The exceptions to these models are generally kids' shows, whose high ratings are good enough to be supported by merchandise sales and commercials during the tv show, and extremely good series, whose blu-ray disks sell so well any company would be a blind fool not to make more of the same. ((This happened with Bakemonogatari, K-on, and Madoka Magica)). Unless you're one of these chosen few stellar sellers, your source material will, most likely, never be completed, and the anime will always be more a requiem for lost souls, a dirge to defeat, than the entertainment we hoped for when we began.

So, realistically speaking, the series that are ending, without reaching any true resolution, could not have been continued into the spring season. The business model says they must first sell extremely well, which fulfills business model C, or be retired and the source material needs to attract the remaining fans, which fulfills business model A. But artistically speaking, it's stupid to start a series without finishing it. The only artistic reason for quitting one season so that you can shift resources to another, is if the new story is simply more deserving than the old ones. The spring season, to me, seems unlikely to forward this goal:

This is what we're losing among the worthwhile to watch series (as far as my fact checking is accurate:)

Mirai Nikki, Chihayafuru, Bakuman, Bleach, Papa no Iukoto, Prince of Tennis, Amagami SS, Guilty Crown, Senhime Zesshou Symphogear, Shakugan no Shana, Zero no Tsukaima, Nisemonogatari, and Rinne no Lagrange.
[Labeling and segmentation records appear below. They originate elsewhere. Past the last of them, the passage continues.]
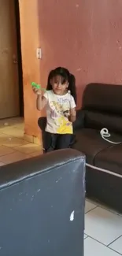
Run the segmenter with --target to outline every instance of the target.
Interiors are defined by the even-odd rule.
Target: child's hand
[[[70,109],[70,116],[71,117],[76,117],[76,109]]]
[[[75,122],[76,121],[76,112],[75,109],[70,109],[70,116],[68,117],[68,120],[70,121],[70,122]]]
[[[33,87],[32,91],[35,95],[42,95],[42,91],[40,89],[37,89],[36,87]]]

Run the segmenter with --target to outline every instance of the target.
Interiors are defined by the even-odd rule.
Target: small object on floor
[[[102,128],[101,131],[100,131],[100,135],[102,136],[102,138],[106,141],[108,141],[109,143],[113,143],[113,144],[120,144],[121,143],[121,142],[118,142],[118,143],[116,143],[114,141],[112,141],[112,140],[109,140],[106,138],[109,138],[111,136],[110,133],[109,132],[109,130],[105,128]]]

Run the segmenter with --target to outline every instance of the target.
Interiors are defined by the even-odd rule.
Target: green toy
[[[35,82],[31,83],[31,86],[32,86],[33,88],[35,87],[36,89],[40,89],[40,90],[44,91],[46,91],[45,88],[42,88],[41,85],[39,85],[39,84],[38,84],[38,83],[36,83]]]

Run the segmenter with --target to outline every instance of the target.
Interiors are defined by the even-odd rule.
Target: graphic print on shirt
[[[62,103],[62,104],[61,104]],[[57,133],[72,133],[72,125],[69,122],[65,112],[69,112],[69,101],[66,100],[65,102],[62,99],[52,101],[50,102],[51,108],[50,117],[54,119],[54,123],[57,126]]]
[[[43,95],[46,100],[46,127],[50,133],[72,134],[72,123],[68,121],[69,109],[76,107],[74,98],[69,94],[57,95],[52,90]],[[71,104],[72,103],[72,104]]]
Thirteen series is a giant hole to fill. So what do we get in return?

Continuing ranked series include:

Naruto, One Piece, Smile Precure, Hunter x Hunter, Fairy Tail, and Gundam AGE.

Continuing watchable series include: Area no Kishi and Mouretsu Pirates.

A grand total of eight series. Ouch.

Returning ranked series:

These are sure to be good, even though they haven't started yet, because they're continuations of already good series. These include Fate/Zero and Saki Achiga-hen.

Returning watchable series:

Another season of Kimi to Boku and Kore wa Zombie Desuka? can't be bad, since the originals were fun. This gets us 4 assuredly good returning series.

Complete Unknowns that Might be Good:

We would need 9 of these for the spring season to be as good as the winter season. Which will they be?

Hyouka, written by the author of Full Metal Panic! and animated by Kyoto Animation, should be good.

Uuchuu Kyoudai should be good because the manga has won awards.

The same for Sakamichi no Apollon

Medaka Box should be good because the author is Nisioison, the author of Bakemonogatari and Katanagatari. He's a rather prolific genius, huh?

And after that? None of them really leap out at me. Maybe Sankarea's good. Maybe Kuroko no Basuke, maybe Jormungand, maybe Shining Hearts, maybe Natsuiro no Kiseki. . . If all the maybes are good, the spring anime season will equal the winter anime season in quantity of fun shows, or even surpass it. But that's a big maybe. And the larger problem is that even if a show is worth watching, we lost so many ranked shows from the listing that the overall quality is sure to drop. It's nigh impossible to replace Bakuman, Shana, Bleach, Prince of Tennis, Nisemonogatari, etc, with any equivalent lineup.

It's fine to be excited about the upcoming spring anime season, and I'll be sure to provide first impressions once it's actually arrived. But all signs point to a letdown, a collective deflation of whatever divine spirit that was buttressing the 2011 anime lineup finally falling apart. The old series that started in the fall of 2011 got us this far into the next year, they can go no further. From here on 2012 has to support itself -- and it just can't. 2012 is no 2011.